Peki kendi önemsemek nedir?
-Kendini önemsemek sadece fiziksel sağlığını önemsemek değildir.
Duygusal, zihinsel ve sosyal anlamda da kendini önemsemeyi içerir. Zihinsel öz bakım kendimizle nasıl bir diyaloğumuz olduğuyla ilgilidir. Duygusal öz bakım olayların bizim üzerimizdeki duygusal etkisini anlamak ve buna göre etkin davranışlar geliştirmemizdir. Ayrıca duygusal öz bakım zorlayıcı duygulardan kaçmak üzerine değil onları kabullenmek üzerine kuruludur.

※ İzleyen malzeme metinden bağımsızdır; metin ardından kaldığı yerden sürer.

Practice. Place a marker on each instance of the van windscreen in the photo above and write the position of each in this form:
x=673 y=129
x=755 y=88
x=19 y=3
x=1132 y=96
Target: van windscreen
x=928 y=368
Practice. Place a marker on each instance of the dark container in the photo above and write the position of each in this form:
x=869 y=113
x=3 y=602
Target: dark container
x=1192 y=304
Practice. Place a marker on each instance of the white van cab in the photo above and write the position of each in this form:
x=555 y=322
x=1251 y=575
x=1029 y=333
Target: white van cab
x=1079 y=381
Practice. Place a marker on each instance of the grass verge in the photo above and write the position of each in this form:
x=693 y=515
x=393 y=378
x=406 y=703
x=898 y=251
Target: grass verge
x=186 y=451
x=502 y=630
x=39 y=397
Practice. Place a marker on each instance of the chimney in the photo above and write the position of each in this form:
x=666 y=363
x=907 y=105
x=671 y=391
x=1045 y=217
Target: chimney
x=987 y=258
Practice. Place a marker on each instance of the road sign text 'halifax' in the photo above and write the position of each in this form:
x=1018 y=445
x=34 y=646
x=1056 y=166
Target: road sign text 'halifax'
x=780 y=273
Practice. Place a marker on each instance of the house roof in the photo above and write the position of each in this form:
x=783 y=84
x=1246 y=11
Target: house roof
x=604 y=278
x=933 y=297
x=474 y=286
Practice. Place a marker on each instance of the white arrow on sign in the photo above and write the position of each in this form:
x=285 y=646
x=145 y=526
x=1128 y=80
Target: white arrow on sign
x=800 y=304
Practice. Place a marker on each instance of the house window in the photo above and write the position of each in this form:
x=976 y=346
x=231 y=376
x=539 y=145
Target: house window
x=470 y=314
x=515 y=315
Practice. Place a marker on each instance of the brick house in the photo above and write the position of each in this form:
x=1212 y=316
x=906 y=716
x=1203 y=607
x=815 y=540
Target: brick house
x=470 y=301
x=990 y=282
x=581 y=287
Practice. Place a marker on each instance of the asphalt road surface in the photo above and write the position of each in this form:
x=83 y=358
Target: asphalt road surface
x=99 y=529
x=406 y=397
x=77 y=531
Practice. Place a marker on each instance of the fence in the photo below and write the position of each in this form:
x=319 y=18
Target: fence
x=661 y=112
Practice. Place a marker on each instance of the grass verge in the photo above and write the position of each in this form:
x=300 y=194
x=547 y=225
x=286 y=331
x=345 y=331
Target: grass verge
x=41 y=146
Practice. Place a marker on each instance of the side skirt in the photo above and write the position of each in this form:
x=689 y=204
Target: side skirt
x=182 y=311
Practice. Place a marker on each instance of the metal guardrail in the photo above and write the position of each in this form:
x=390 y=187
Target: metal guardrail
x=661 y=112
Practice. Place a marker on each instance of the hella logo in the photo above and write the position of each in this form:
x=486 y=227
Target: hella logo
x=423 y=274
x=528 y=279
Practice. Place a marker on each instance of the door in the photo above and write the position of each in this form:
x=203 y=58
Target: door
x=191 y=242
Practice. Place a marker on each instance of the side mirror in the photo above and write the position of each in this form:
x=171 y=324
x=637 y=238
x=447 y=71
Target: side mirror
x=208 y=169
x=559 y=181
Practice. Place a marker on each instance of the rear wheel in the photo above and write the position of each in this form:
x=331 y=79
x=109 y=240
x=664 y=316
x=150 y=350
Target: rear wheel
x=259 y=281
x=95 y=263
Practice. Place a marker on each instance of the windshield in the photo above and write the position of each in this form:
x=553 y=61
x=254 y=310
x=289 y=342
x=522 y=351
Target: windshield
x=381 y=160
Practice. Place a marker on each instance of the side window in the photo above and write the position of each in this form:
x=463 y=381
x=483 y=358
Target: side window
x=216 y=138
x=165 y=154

-Sınırlarını biliyor olmak
Kendini önemsemek kendi sınırlarımızı biliyor olmaktır. Sınırlarımızı zorladığımız durumlarda yavaşlayarak ilerlemektir. Aslında kendimizi tanımayı içerir.
–İhtiyaçlarımızı anlıyor ve gideriyor olmak.
Yemek, uyku ve egzersiz gibi ihtiyaçların bedensel etkisini görebilmek ve bunları uygun şekilde giderebilmek. Düşündüğümüzden daha az kişi uykusu gelse bile uyumaya geçmekte veya işe dalıp acıktığını fark edebilmektedir.
–İş veya ev işleri dışında kendinize dinlenme zamanları ayırıyor olmak.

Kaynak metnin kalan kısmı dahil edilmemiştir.